Do I need an extra carboy? I noticedmany "deluxe" kits have two carboys.The deluxekit I ordered from this site appears to have one. I notice that most recommend racking from carboy to carboy so it appears I need another? 


After my first kit gets going, I want to start another as the wife prefers whites and I prefer reds plus I really want to try an Island Mist kit. Guess I am going to need a bunch of carboys huh? But I really need to know if I need an extra one for my first kit I hope to have started in a few days







Smurfe


----------



## geocorn (Jun 21, 2005)

An acceptable alternative is to rack you carboy into the sanitized bucket. Clean and sanitize the carboy, then rack back into the carboy. The exposure to oxygen is minimal, but if you are going to bulk age after this racking, add 1/4 tsp. of sulfite when you rack back into the carboy.


You will find that you never seem to have enough carboys. Once you have several, you can plan your rackings so that you always have an available carboy.


----------



## MedPretzel (Jul 1, 2005)

George is no doubt correct in saying that you can use a sanitized primary for a quick fix. 





I usually go by this rule of thumb



, however:


Wines in Carboys + 1 = If I have 2 5 gallon batches, I need to have 3 5 gallon carboys. If I have 3 5 gallon batches, I need to have 4 carboys. It makes racking so much quicker and easier, in my opinion.


----------



## Bert (Jul 1, 2005)

I agree with MedPretzel, that extra carboy save a lot of time and makes things easier. I try to have one extra for each of the size carboys I have working....

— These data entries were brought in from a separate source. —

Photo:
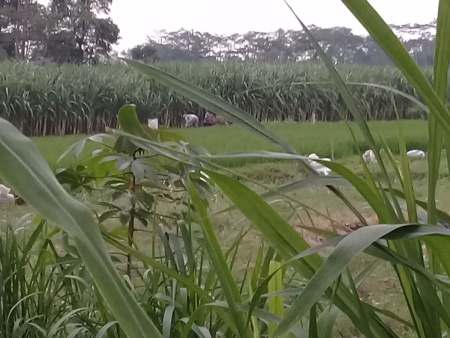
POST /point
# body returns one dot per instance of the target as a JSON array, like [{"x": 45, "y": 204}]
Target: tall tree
[
  {"x": 86, "y": 37},
  {"x": 22, "y": 27}
]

wine making more than just a hobby.


----------



## smurfe (Jul 1, 2005)

Yeah, from what I have read here, looks like I am gonna need a few more. 


Smurfe


----------



## Maui Joe (Jul 4, 2005)

It really never ends...the extra carboys as standbys only later become used up and then the need exceeds the space. Only too soon the space gets expanded and the the inventory requires more needs....ain't this "hobby great?"


----------



## PolishWineP (Jul 4, 2005)

Bert said:


> I agree with MedPretzel, that extra carboy save a lot of time and makes things easier. I try to have one extra for each of the size carboys I have working....
> 
> 
> 
> ...




Yeah, that's why I've had to make an emergency stop to pick up another carboy...


----------



## geocorn (Jul 4, 2005)

Carboys are like rabbits, they just seem to multiply. It is great to have an extra carboy, but they do seem to get full and they you need another. When I got started, I created a spreadsheet to keep track of my wines. That way, I could plan on when buckets and carboys would be available for rackings. I lost this spreadsheet when my computer died last year, but if people want me to re-create it, let me know. It was written in Excel.


----------



## MedPretzel (Jul 4, 2005)

It's funny you say that, George, because I was thinking about using my pocket PC (handheld) to track my wines. Excel seems to be the best solution to the problem. 





If someone else would like it too (don't go through the trouble just for me - I could do one too and we could compare), I'd be interested.









Have a happy "We beat the British" day!


----------



## smurfe (Jul 5, 2005)

MedPretzel said:


> It's funny you say that, George, because I was thinking about using my pocket PC (handheld) to track my wines. Excel seems to be the best solution to the problem.
> 
> 
> 
> ...


----------



## AAASTINKIE (Jul 6, 2005)

Drove 100 miles today to buy 2 23ltr carboys, would have bought another 15ltr beer kit (pilsner, anyone know what they taste like?) but they were out of empty beer bottles, I wanted to get a few cases of 1/2 bottles but they didn't have any of those either.


----------



## geocorn (Jul 6, 2005)

I have all of those items "In Stock". Too bad you are not closer, although at 30-40 cents per mile, my shipping costs might not be too high after all.


----------



## AAASTINKIE (Jul 6, 2005)

There's something about being in the store looking at all the TOYS, kinda like a kid in a candy store...lol


----------



## geocorn (Jul 6, 2005)

Why do you think I am changing my name to "The Wine Maker's *TOY *Store"?


----------